Trial 1: Very light annotation

In this variation, the risk factors (i.e., diabetes, hyperlipidemia, hypertension, CAD, obesity, family history, and smoking status) were the primary unit of annotation. Any indicator associated with a risk factor could count as evidence for it, and we instructed annotators to mark only one indicator per risk factor per record. The annotators could mark multiple indicators only if the additional indicators provided new information about when the risk factor was seen in the patient (i.e., before, during, or after the DCT). Figure 2 shows an example, where textual evidence is underlined, and the bracketed number corresponds to the resulting document-level annotation, shown at the bottom.

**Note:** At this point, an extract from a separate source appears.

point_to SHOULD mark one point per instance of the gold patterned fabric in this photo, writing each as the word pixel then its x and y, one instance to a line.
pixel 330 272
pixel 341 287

As Figure 2 shows, in this variation annotators focused only on the risk factors, and it did not matter which indicator they used to support the assertion of the presence of a disease. It would have been equally valid to use the direct mention of “hyperlipidemia” as evidence of hyperlipidemia, or the mention of “eprosartan” as evidence of hypertension. The A1c measurement only provides information that is valid during the DCT, it could have been annotated for that purpose, but the mention “diabetic” provides more temporal information and deems annotation of A1c unnecessary.

Trial 2: Moderately light annotation

This is the variation adopted for the Risk Factors track. Details are in Section 5. The indicators are the main focus of this variation, but we still only require one annotation of each indicator per time per record. Figure 3 shows the same text from Figure 2, but with Trial 2's output.

As Figure 3 shows, Trial 2 led to many more annotations than Trial 1, and included much more information with regard to the risk factors and their times. Both A1c measurements are included in this annotation, as they relate to different times in the patient's medical history (i.e., before and during the DCT). Only one of the three mentions of insulin was annotated, as all three mentions would have led to the same document-level annotation (i.e., “Diabetic, medication, continuing”).

Trial 3: Exhaustive annotation

In this variation, we asked the annotators to mark every occurrence of every indicator, even if those occurrences were repetitive and redundant. This level of annotation meant that the annotators would mark every instance of “diabetes”, “diabetic”, “DM+”, and so on, even though subsequent annotations would not add to the information about the patient's medical history. Figure 4 shows output of Trial 3 on the same text as Figures 2 and 3.

Figure 4 shows that Trial 3 resulted in even more annotations, many of which are redundant at the document level. Had this trial's guidelines been deemed most useful for our project, the gold standard would have used phrase-level rather than document-level annotations.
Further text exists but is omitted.